"Jesus answered and said unto them, This is the work of God, that ye believe on him whom he hath sent." John 6:29
Oh! how many a living saint is there who wants to believe in Jesus, who longs to trust in his holy name; and yet he cannot, so plagued, so pestered is he by the risings of inward unbelief. He knows that he does not yet so believe in him as to obtain deliverance; for he has an inward testimony in his conscience, that if he believed in the Lord Jesus by the power of the Holy Ghost, it would bring the love of God into his heart, extract the sting of death, and fill him with joy and peace. But as long as he feels condemned by the law and his own guilty conscience, he has an inward testimony that he has not as yet that living faith in Christ which, he is persuaded, would save and deliver him from all his guilty fears and dismal apprehensions. Therefore he labours after this special, this peculiar faith in the Lord Jesus, that he may attain unto it, or rather that God would, of his infinite mercy, bestow it upon him.
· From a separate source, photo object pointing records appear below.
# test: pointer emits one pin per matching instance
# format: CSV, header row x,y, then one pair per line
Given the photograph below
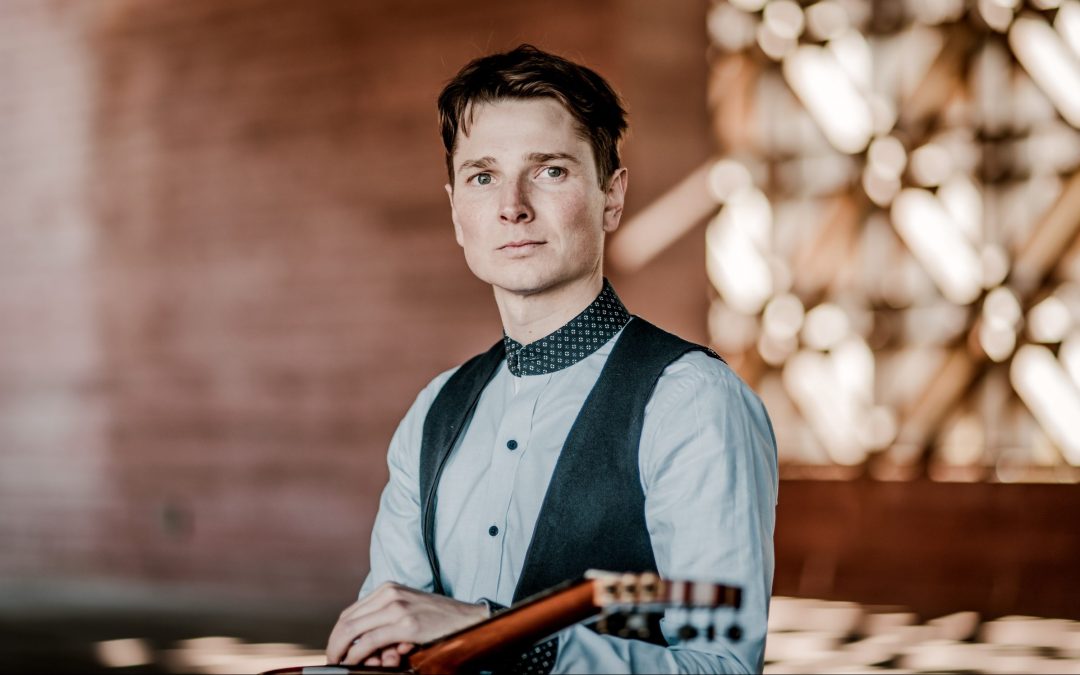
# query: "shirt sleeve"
x,y
707,461
397,552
Here, then, is the main labour of faith, to believe in Jesus Christ so as to obtain pardon, peace, and deliverance. Many a poor soul is labouring hard at this work, yet with a deep and increasing conviction that it is a work which he cannot perform except by the immediate power of God. So powerful an antagonist is unbelief, that, with all his attempts, he feels that he cannot subdue it, nor raise up one grain of that true faith whereby Christ is experimentally brought into the heart. But this very struggle plainly shews that there is life within, a work of God on his soul; for, from the movements of his grace, and the opposition of his carnal mind to them, all this conflict proceeds.
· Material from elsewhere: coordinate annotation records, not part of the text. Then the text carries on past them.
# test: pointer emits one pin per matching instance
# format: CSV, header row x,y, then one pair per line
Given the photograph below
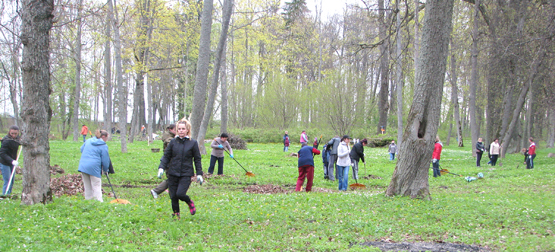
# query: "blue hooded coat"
x,y
94,157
When, then, in due time, the blessed Spirit brings Christ near to his eyes and heart, reveals him within, takes of his atoning blood, and sprinkles it on his conscience, brings forth his righteousness and puts it upon him, and sheds abroad the love of God, then he raises up that special faith in the Lord Jesus, whereby the soul hangs, and if I may use the expression, hooks itself upon his Person, as God-man, upon his blood as cleansing from all sin, upon his righteousness as perfectly justifying, upon his grace as superabounding over all the aboundings of evil, and upon his dying love as a balmy cordial against all the woes and sorrows by which it is distressed. This is believing in the Son of God; believing in Jesus Christ to the salvation of the soul.
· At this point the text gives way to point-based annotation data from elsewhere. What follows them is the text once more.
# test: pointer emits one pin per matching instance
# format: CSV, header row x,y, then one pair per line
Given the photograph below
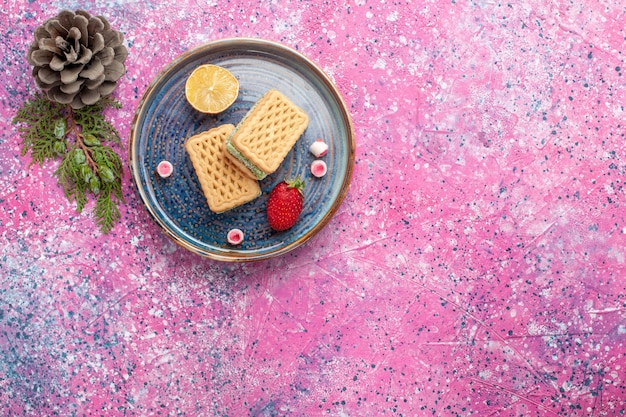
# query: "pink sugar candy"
x,y
319,148
318,168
Oh! how many a living saint is there who wants to believe in Jesus, who longs to trust in his holy name; and yet he cannot, so plagued, so pestered is he by the risings of inward unbelief. He knows that he does not yet so believe in him as to obtain deliverance; for he has an inward testimony in his conscience, that if he believed in the Lord Jesus by the power of the Holy Ghost, it would bring the love of God into his heart, extract the sting of death, and fill him with joy and peace. But as long as he feels condemned by the law and his own guilty conscience, he has an inward testimony that he has not as yet that living faith in Christ which, he is persuaded, would save and deliver him from all his guilty fears and dismal apprehensions. Therefore he labours after this special, this peculiar faith in the Lord Jesus, that he may attain unto it, or rather that God would, of his infinite mercy, bestow it upon him.
Here, then, is the main labour of faith, to believe in Jesus Christ so as to obtain pardon, peace, and deliverance. Many a poor soul is labouring hard at this work, yet with a deep and increasing conviction that it is a work which he cannot perform except by the immediate power of God. So powerful an antagonist is unbelief, that, with all his attempts, he feels that he cannot subdue it, nor raise up one grain of that true faith whereby Christ is experimentally brought into the heart. But this very struggle plainly shews that there is life within, a work of God on his soul; for, from the movements of his grace, and the opposition of his carnal mind to them, all this conflict proceeds.
When, then, in due time, the blessed Spirit brings Christ near to his eyes and heart, reveals him within, takes of his atoning blood, and sprinkles it on his conscience, brings forth his righteousness and puts it upon him, and sheds abroad the love of God, then he raises up that special faith in the Lord Jesus, whereby the soul hangs, and if I may use the expression, hooks itself upon his Person, as God-man, upon his blood as cleansing from all sin, upon his righteousness as perfectly justifying, upon his grace as superabounding over all the aboundings of evil, and upon his dying love as a balmy cordial against all the woes and sorrows by which it is distressed. This is believing in the Son of God; believing in Jesus Christ to the salvation of the soul.